Repopulating a decellularized liver scaffold with liver-derived organoids in a perfusion-based bioreactor

Abstract

Over the last decade new methods are explored in the field of tissue engineering to minimize the donor organ shortage. Engineering organs with a complex structure and large vascular network, such as the liver, remain a challenge. Luckily, the decellularization of an organ creates a scaffold that consists of the extracellular matrix (ECM) with important growth factors, bifunctional molecules such a fibronectin and multiple collagen types. This ECM provides the biophysical and biochemical cues needed for cells to adhere, proliferate and differentiate. However, there is no optimal method yet to recellularize such a decellularized liver scaffold. This project shows that it is possible to use a perfusion-based bioreactor for repopulating a porcine liver scaffold with liver-derived organoids. In the bioreactor, the Harvard Apparatus (Hugo Sachs Elektronik), decellularized porcine liver segments were infused with a HepG2 cell line and liver-derived organoids in seperate experiments.
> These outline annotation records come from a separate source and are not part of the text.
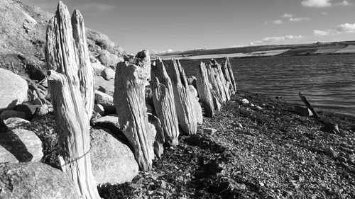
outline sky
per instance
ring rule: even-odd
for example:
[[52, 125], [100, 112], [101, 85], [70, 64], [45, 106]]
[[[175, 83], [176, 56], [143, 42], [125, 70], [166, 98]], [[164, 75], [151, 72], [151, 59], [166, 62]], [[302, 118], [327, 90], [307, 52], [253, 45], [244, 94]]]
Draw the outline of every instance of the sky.
[[[58, 0], [22, 0], [54, 13]], [[63, 0], [127, 52], [355, 40], [355, 0]]]

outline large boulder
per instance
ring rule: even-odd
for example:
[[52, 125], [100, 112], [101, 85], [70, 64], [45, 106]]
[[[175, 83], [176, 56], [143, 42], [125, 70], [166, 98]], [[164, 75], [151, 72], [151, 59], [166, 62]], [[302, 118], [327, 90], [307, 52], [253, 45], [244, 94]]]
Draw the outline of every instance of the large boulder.
[[39, 162], [0, 164], [0, 198], [82, 198], [68, 176]]
[[0, 164], [40, 161], [42, 142], [32, 131], [14, 129], [0, 133]]
[[131, 181], [138, 172], [138, 164], [129, 147], [108, 130], [92, 129], [92, 173], [97, 184]]
[[0, 68], [0, 112], [27, 100], [27, 82], [11, 71]]

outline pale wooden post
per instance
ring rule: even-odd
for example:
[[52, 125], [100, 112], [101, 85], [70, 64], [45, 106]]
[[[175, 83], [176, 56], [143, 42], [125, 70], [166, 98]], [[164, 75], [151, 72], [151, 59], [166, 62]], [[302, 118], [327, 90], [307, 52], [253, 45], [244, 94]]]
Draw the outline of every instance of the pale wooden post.
[[150, 171], [154, 159], [154, 140], [150, 140], [145, 87], [151, 59], [148, 51], [142, 51], [135, 59], [120, 62], [116, 68], [114, 103], [121, 130], [133, 147], [140, 169]]
[[212, 86], [208, 79], [207, 70], [204, 62], [201, 62], [197, 71], [196, 79], [196, 86], [200, 99], [202, 103], [204, 113], [207, 117], [214, 117], [214, 107], [213, 106], [213, 98], [211, 94]]
[[62, 170], [73, 181], [78, 192], [89, 199], [100, 197], [89, 153], [94, 77], [86, 43], [82, 15], [74, 12], [71, 21], [67, 6], [60, 1], [55, 16], [48, 23], [45, 45], [60, 161]]
[[196, 134], [197, 119], [193, 108], [192, 95], [188, 88], [184, 69], [178, 60], [172, 59], [167, 65], [168, 74], [173, 84], [178, 120], [181, 130], [186, 135]]
[[151, 68], [153, 101], [158, 118], [160, 120], [165, 143], [169, 146], [178, 144], [179, 125], [170, 79], [159, 57]]

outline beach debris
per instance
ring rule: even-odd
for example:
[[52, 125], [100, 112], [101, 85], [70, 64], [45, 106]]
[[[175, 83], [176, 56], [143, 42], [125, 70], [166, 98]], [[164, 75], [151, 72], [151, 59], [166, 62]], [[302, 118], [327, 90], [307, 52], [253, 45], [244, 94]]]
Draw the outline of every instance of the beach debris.
[[203, 130], [203, 132], [209, 133], [209, 134], [214, 133], [214, 132], [217, 132], [217, 130], [216, 129], [214, 129], [214, 128], [204, 128], [204, 129], [202, 129], [202, 130]]
[[310, 117], [313, 115], [313, 113], [308, 108], [298, 105], [295, 105], [295, 113], [301, 116]]
[[248, 104], [249, 103], [249, 101], [246, 99], [246, 98], [244, 98], [241, 100], [241, 103], [243, 103], [244, 104]]
[[175, 147], [178, 144], [179, 123], [174, 91], [171, 80], [159, 57], [152, 64], [151, 72], [154, 108], [164, 129], [165, 143]]
[[310, 110], [312, 111], [312, 113], [313, 113], [313, 115], [315, 115], [315, 118], [320, 118], [320, 116], [318, 115], [318, 114], [317, 113], [317, 112], [315, 112], [315, 109], [313, 108], [313, 107], [312, 106], [312, 105], [310, 104], [310, 103], [308, 101], [308, 100], [307, 99], [307, 98], [305, 96], [304, 96], [301, 92], [298, 93], [298, 95], [300, 96], [300, 98], [301, 98], [301, 100], [303, 101], [303, 103], [306, 105], [306, 106], [310, 108]]

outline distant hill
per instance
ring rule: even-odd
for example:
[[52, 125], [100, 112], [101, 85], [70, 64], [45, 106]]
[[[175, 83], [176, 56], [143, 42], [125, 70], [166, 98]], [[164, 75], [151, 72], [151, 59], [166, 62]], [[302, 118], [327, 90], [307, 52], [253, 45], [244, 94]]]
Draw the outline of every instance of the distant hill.
[[220, 49], [200, 49], [155, 55], [162, 59], [207, 59], [229, 56], [254, 57], [355, 53], [355, 40], [313, 44], [260, 45]]

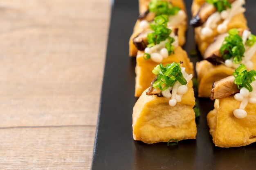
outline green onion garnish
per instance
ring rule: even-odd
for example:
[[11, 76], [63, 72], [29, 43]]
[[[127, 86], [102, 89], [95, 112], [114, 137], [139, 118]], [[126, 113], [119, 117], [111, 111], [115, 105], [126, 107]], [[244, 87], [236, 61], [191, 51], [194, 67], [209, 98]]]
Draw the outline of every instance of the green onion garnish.
[[245, 65], [242, 64], [235, 70], [233, 75], [235, 77], [235, 84], [237, 85], [239, 89], [245, 87], [249, 92], [252, 91], [252, 87], [250, 84], [255, 80], [254, 77], [256, 76], [255, 70], [252, 70], [248, 72], [246, 70]]
[[228, 0], [206, 0], [206, 2], [212, 4], [218, 12], [225, 10], [227, 8], [231, 8], [231, 5]]
[[251, 34], [248, 39], [246, 40], [245, 44], [249, 47], [251, 47], [254, 44], [255, 42], [256, 42], [256, 36]]
[[150, 59], [150, 54], [146, 52], [143, 54], [143, 58], [146, 60]]
[[171, 3], [167, 1], [152, 0], [148, 5], [149, 11], [154, 13], [156, 15], [165, 14], [168, 15], [176, 15], [180, 8], [173, 7]]
[[155, 17], [155, 23], [150, 24], [150, 28], [153, 30], [153, 33], [148, 34], [147, 39], [148, 45], [148, 47], [150, 47], [159, 44], [165, 40], [171, 33], [171, 30], [167, 28], [168, 22], [168, 17], [162, 15]]
[[178, 139], [175, 139], [173, 138], [169, 140], [167, 142], [167, 146], [178, 145], [178, 144], [179, 144]]
[[243, 44], [242, 38], [238, 35], [237, 29], [231, 29], [229, 31], [229, 36], [226, 37], [220, 49], [223, 59], [227, 60], [234, 57], [234, 62], [239, 63], [243, 57], [245, 49]]
[[167, 28], [168, 20], [168, 16], [166, 15], [161, 15], [155, 17], [155, 22], [150, 24], [150, 28], [154, 32], [148, 34], [147, 38], [148, 45], [147, 47], [150, 48], [167, 39], [168, 42], [165, 44], [165, 47], [168, 51], [168, 54], [171, 55], [174, 53], [174, 46], [172, 44], [175, 40], [170, 37], [172, 31]]
[[186, 85], [187, 82], [181, 72], [180, 63], [173, 62], [164, 67], [162, 64], [156, 66], [152, 72], [157, 75], [157, 80], [153, 84], [153, 87], [163, 91], [170, 87], [173, 87], [178, 81], [182, 85]]

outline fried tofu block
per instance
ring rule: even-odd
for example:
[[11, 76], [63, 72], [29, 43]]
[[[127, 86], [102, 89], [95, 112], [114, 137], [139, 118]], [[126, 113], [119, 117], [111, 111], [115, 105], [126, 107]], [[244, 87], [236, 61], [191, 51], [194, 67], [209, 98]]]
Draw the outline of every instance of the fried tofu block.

A setback in the project was the proneness to infections in the Harvard Apparatus (HA), which shortened the duration of experiments and influenced the results. The experiments were analyzed by histological and immunochemical staining and by qPCR. The HepG2 cell line validated the set up and recellularization with the HA, the cells engrafted throughout the scaffold and showed viability and signs of proliferation. The liver-derived organoids were successfully cultured and expanded in spinnerflasks, and were found engrafted and alive after 10 days in the scaffold. The qPCR data showed variability between the different organoid lines and between the different phases of the organoid culture. The results combined of this project are promising for future research, especially regarding the use of liver-derived organoids for recellularization.